Eric Brunner (brunner@mandrake.think.com)
24 Sep 1996 14:19:49 GMT

CU Student (empty@colorado.edu) wrote:
: In article <3247494E.7F0D@megafauna.com>, steve@megafauna.com wrote:
<snip>
: Yet there is much much more to this...
: MB Williams, Lenny and others fail to see the truth behind Bryant's
: speculation that the AMERICAN wild embrace of PM has something to do with
: the fall of Communism.

Um, one hopes that this nation-state based reduction of an intellectual
discipline, even of the Americanist sub-discipline as practiced in the
majority-culture US is ... extensible to "others" who share a theoretical
framework of post-modernism/post-processualism?

: Yes--indeed it does.
: How, you ask?

Because time runs backwards???

: Because just as the 80's ...

So Eric Wolf is in fact Edgar Cacye, or at least has a high-reliability
crystal ball and can see two-plus decades into the future? Somehow the
causal relationships appear to be strained by this explination of social
history in post-colonial First-World/Third-World Intellectualisms.

...
: of intellectuals, nurtured by the 60's Vietnam era of protest, and radical
: idealism,

Odd, I suppose that combat vets (US, Kiwi, Canadian, Aussie, even ARVN) who
publically hold PoMo views (academic, polemic, and political) could be so
characterized (as "nutured by ... protest"), and longitudinal studies of the
families of US Vietnam-era enlistees support an overwhelming affiliation with
such radical ideals as equality and economic enfranchisement...

The poster must be going somewhere, but where, and why???

: PM is the last gasp of the last generation of epistemological relativists
: from avoiding utter collapse -- from facing the failure of their own false
: egalitarian ideology...

???

: It's the same thing today in American humanities w/ PM-ism -- as with the
: epistemological solipsim of Post-WWII French intellectualism -- only the
: contexts are different. (And, one might add, the perspectives of the
: non-relativist intellectuals of France are steadfastly witheld from
: American shores, i.e., from English translations and U.S. publication, as
: a reviewer in a recent issue of <The Public Interest> noted.)

This is wierd. I don't know a single person in US academia who pretends to
an opinion on French Intellecutal History, who can't (and doesn't) read at
the very least LMD and at least one current theory journal.

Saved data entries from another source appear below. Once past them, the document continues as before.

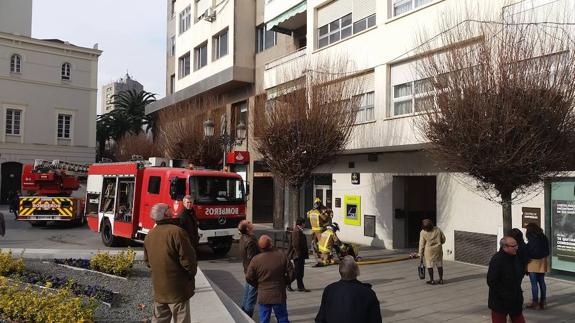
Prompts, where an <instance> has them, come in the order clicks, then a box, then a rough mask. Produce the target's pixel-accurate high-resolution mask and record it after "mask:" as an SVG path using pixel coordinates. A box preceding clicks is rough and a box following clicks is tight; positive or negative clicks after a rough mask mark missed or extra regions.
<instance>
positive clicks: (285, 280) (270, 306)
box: [246, 235, 293, 323]
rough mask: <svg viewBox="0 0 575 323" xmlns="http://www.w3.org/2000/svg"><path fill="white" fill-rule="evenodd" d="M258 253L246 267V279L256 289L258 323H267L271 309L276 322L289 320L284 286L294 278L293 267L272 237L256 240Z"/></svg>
mask: <svg viewBox="0 0 575 323" xmlns="http://www.w3.org/2000/svg"><path fill="white" fill-rule="evenodd" d="M258 246H259V247H260V250H261V253H260V254H258V255H257V256H255V257H254V258H253V259H252V261H251V262H250V264H249V266H248V270H247V273H246V281H247V282H248V283H249V284H250V285H252V286H254V287H256V288H257V289H258V303H259V308H258V310H259V318H260V323H269V322H270V317H271V312H272V310H273V312H274V314H275V316H276V319H277V321H278V323H289V319H288V312H287V304H286V298H287V296H286V285H287V284H289V283H291V282H292V281H293V266H292V263H291V261H289V260H288V259H287V256H286V255H285V253H284V252H283V251H280V250H277V249H276V248H274V247H273V246H272V239H271V238H270V237H269V236H268V235H262V236H261V237H260V239H259V240H258Z"/></svg>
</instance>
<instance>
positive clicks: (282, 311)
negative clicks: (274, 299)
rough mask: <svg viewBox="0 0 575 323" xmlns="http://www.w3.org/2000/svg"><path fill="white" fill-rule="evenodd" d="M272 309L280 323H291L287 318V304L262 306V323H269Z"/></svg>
mask: <svg viewBox="0 0 575 323" xmlns="http://www.w3.org/2000/svg"><path fill="white" fill-rule="evenodd" d="M272 309H273V311H274V314H275V315H276V319H277V320H278V323H289V320H288V318H287V304H286V303H283V304H260V308H259V310H260V323H269V322H270V317H271V315H272Z"/></svg>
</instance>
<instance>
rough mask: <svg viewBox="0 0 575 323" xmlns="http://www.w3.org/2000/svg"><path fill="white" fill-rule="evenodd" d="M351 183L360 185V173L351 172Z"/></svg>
mask: <svg viewBox="0 0 575 323" xmlns="http://www.w3.org/2000/svg"><path fill="white" fill-rule="evenodd" d="M351 183H352V184H353V185H359V183H360V177H359V173H351Z"/></svg>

The notion that
some aspects of French Intellecutal debate are not making it across the Pond
requires that extant people become inextant...

: ---- Orson Olson, Univ. Of Colorado, Boulder

Not a friend of Robert Johnson by any chance are you? Like RJ, you do seem
to perch on a soapbox with a rather visible distain for the risk of a slip,
and your critique does rely rather heavily upon indirect means.